Well, at least we can beat the world at writing cliches

So what did you think of it? England's ignominious exit? I thought the lads played a blinder, incisive, direct, no messing around, got the boot in where it hurt, took no prisoners. Yes, a great victory once again for our glorious media. The football experts who know it all, especially afterwards, have been on top form all week, telling us exactly what's wrong with England.

My favourite was a Sunday Times pundit who suggested that English schoolkids should no longer be driven to school, but should go on their bikes, as they do in Holland. Dutch kids weave in and out of traffic, live on their movement, live on their wits, hence, wait for it, they grow up to be Bergkamp and Overmars. Brilliant, huh?

Others blamed the government, cutting school sports, thus kids come home and play with their computers instead of growing up to be, well, Dennis Bergkamp. Funny how Bergkamp, after a couple of good games, became a role model. Would you want your kids to grow up scared of flying and with a perpetual scowl?

It's too easy to say "Sack Keegan" - very few have said that so far, it's hard to spin it out for 1,000 words - and it's far too obvious to say "England are Crap". We've said that for, oh, must be 30 years. After every humiliation, every stuffing by the Faroe Isles, every time we failed to get through the qualifying rounds for a World Cup or European Championship, we've had breast-beating, soul-searching, cliche-clutching. We must teach our kids proper skills and technique. We must renounce up and under. We must copy Johnny Foreigner's training methods, diets, sexy shorts, slipper boots, command of English, great haircuts.

Whatever happens, "we must learn from this". How often have we heard that phrase? Said not just by the clever clogs on the back pages, but by the great brains of the FA, the officials and coaches who always promise, after every debacle, that things will be different next time, that changes will be made. And what happens? Nothing. Only the blame changes. Being out of Europe, that was fashionable for a decade. Now it's Europe being over here, that's the real trouble: too many bloody foreigners in the Premiership, stopping our brilliant young talent from coming through, tra la.

I prefer the obvious explanation for England's early exit: they were crap. We have defenders who are middling to good at defending, such as Keown, Campbell and the Nevilles, but useless at anything else. So they thump it forward to midfielders with only marginally better ball skills, who can't control it, so back it comes. The best form of defence, they say, is attack. That's not quite true. The best form of defence is possession. Then pass it to someone, preferably in the same colour shirt, who can attack.

Why can't we do that? Why don't we have players in every position who are comfortable on the ball? I don't have clever clogs, just cheap ones for the garden, but I am willing, like everyone else, to lay blame for this on our boring, blinkered coaches.

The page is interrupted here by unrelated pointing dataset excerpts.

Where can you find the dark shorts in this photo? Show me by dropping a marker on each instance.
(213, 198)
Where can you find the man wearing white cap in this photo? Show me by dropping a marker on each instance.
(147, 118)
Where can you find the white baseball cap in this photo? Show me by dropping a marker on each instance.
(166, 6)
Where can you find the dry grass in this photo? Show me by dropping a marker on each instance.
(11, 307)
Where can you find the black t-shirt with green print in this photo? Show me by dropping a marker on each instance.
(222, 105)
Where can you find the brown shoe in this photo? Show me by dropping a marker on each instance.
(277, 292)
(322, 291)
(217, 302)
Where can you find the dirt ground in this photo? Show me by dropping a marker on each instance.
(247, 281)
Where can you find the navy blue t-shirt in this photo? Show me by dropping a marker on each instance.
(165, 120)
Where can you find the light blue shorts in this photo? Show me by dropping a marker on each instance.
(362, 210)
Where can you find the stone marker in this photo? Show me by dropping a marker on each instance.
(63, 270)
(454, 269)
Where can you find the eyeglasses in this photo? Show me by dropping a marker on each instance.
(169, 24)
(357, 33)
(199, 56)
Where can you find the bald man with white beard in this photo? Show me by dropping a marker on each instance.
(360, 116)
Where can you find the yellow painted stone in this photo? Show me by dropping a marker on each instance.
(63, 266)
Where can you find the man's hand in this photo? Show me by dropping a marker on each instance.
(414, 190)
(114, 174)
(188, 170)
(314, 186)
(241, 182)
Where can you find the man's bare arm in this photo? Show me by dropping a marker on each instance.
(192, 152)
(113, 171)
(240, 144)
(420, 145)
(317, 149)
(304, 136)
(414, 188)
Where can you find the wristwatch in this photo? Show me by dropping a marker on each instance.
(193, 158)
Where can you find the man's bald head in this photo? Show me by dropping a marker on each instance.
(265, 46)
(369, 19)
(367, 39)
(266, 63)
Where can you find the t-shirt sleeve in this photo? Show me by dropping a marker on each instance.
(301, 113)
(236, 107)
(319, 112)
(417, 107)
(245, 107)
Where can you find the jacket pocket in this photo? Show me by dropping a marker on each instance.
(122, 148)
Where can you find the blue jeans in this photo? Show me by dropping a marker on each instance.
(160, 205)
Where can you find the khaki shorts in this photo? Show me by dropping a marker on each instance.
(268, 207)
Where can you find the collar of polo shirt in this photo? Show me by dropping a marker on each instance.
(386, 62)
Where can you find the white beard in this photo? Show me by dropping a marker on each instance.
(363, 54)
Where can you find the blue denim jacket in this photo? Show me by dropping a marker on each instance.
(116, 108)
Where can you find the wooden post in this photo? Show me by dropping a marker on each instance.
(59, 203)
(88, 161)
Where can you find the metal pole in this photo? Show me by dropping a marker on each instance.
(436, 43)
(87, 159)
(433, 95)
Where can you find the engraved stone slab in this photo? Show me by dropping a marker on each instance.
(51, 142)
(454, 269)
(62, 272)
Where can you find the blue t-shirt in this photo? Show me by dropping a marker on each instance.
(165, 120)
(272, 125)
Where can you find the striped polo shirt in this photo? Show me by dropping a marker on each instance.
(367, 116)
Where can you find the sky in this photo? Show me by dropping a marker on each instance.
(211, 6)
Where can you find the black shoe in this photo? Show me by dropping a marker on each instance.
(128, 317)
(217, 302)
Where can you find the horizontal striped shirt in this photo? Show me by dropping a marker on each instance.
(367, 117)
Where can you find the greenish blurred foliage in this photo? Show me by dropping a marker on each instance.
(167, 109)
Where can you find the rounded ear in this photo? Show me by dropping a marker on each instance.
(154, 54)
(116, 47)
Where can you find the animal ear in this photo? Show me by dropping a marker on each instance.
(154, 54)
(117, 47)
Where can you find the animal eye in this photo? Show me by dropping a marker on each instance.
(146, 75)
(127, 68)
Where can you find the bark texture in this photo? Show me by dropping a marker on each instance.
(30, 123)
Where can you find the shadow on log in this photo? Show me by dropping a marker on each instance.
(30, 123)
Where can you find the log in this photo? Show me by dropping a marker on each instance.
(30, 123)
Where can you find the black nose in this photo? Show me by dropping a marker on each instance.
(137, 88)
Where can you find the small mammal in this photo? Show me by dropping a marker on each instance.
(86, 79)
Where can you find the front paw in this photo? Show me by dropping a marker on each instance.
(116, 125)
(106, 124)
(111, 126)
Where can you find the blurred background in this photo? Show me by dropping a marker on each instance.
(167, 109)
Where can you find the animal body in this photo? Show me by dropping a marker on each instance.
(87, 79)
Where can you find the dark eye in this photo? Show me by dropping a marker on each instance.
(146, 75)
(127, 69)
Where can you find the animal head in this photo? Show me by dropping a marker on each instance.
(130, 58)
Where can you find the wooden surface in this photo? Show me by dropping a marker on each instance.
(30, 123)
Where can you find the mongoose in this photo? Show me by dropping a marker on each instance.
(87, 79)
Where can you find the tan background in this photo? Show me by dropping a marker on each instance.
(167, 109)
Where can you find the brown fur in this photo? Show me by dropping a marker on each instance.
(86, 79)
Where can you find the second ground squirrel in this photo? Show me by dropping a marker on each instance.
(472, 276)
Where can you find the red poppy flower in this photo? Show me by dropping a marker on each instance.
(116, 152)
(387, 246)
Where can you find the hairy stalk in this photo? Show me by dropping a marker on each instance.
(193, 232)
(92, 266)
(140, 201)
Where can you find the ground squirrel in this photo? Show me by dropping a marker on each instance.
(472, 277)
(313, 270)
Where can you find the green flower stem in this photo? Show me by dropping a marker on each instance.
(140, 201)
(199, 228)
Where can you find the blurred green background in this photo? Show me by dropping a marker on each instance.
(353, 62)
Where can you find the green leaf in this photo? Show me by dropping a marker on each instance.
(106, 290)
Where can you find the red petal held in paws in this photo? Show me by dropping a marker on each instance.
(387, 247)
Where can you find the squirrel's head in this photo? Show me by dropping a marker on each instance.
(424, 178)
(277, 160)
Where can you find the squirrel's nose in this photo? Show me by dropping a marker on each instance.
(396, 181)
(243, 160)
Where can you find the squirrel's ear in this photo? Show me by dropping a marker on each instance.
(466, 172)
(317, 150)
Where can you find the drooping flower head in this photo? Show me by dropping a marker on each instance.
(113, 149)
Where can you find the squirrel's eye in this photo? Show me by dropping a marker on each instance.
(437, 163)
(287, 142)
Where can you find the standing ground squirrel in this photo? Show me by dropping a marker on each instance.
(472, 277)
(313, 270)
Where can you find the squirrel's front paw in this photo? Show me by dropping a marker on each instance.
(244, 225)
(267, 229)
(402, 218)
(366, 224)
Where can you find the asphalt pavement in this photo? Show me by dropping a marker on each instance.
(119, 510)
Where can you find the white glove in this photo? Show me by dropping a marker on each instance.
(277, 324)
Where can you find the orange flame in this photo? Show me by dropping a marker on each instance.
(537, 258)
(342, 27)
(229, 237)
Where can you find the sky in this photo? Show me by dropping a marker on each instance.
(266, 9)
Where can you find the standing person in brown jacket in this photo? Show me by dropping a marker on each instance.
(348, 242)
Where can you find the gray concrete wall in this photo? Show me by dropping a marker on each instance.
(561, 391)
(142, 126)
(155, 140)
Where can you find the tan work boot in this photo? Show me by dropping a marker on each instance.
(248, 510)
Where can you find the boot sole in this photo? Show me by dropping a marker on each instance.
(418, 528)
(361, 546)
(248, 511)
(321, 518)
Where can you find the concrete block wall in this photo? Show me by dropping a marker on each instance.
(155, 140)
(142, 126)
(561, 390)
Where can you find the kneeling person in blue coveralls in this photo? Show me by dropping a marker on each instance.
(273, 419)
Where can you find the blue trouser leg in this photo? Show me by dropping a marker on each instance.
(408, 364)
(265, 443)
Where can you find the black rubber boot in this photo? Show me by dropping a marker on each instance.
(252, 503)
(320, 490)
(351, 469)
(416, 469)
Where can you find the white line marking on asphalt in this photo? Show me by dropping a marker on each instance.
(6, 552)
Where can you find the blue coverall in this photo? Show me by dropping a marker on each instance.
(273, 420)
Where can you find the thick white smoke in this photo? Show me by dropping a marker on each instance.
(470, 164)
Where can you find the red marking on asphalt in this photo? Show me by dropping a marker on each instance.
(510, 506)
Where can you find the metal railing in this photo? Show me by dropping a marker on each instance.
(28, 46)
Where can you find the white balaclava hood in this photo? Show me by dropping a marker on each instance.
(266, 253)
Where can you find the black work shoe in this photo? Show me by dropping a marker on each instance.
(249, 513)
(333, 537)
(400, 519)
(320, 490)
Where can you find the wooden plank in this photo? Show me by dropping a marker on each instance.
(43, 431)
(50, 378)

But I'd also blame our blinkered players. In the end, they have to perfect their own skills, teach themselves to kick with either foot from the age of eight, practise on their own each day from the age of 14 even if they are in so-called academies of excellence, not tell themselves they've made it and have no need to practise any more just because they've got to 18 and are in the first team on a million a year with everyone telling them they are brilliant. They let themselves down, not just us.

We've known it, seen it, commented on it for years - their lack of ball skills. What was more surprising and worrying was a lack of confidence. Never thought I'd see English players with their heads down, scared of the ball, with so little self-belief. Under Hoddle, you often saw them looking confused, because Hoddle's mind and methods were often confusing.

But Keegan is the ultimate optimist, one of nature's cheer- leaders, who told them they could win, and appeared to mean it. He looked round the dressing room, saw big names, and convinced himself that this meant big winners. So why did their heads drop, morale seep away, despite having a manager like Keegan? It could be that, after 30 years, it's at last got through to English players. They now know they are crap.

So perhaps this will be the real turning point, when lessons will be learnt by the people who matter most: the players. They will now arise and heal themselves. Or possibly - no I can't bear it, I've already got a headache thinking back over their three games - things will get worse. Before they get even worse.

One more game and I can bin the charts I have lived with these past three weeks, vacate the chair I have grown into, clean up the apple gowks on the floor, the dirty mugs, the whisky glasses. And end with some cheerful thoughts.

Almost every armchair punter got it right, whether in the street, down the pub or up on the fells. Three weeks ago, I wrote down on one of my charts - oh god, it's faded in the sun - what three local sheep farmers and our two regular postmen had all told me - the last four teams would be France, Holland, Italy and Portugal. As for the experts, in the back pages and on the telly, only half of them got it right. Mainly because so many tipped Spain and England - yes, even England - in their last four.

Among the TV commentators, Barry Davies in the end annoyed me most. He now appears convinced that he's too clever to be a common or garden football commentator and should really be at All Souls, or working on the human genes thingy.

Unlike our own dear Big Ron. What a treasure. I'll miss being in his Wide-Awake Club these past three weeks.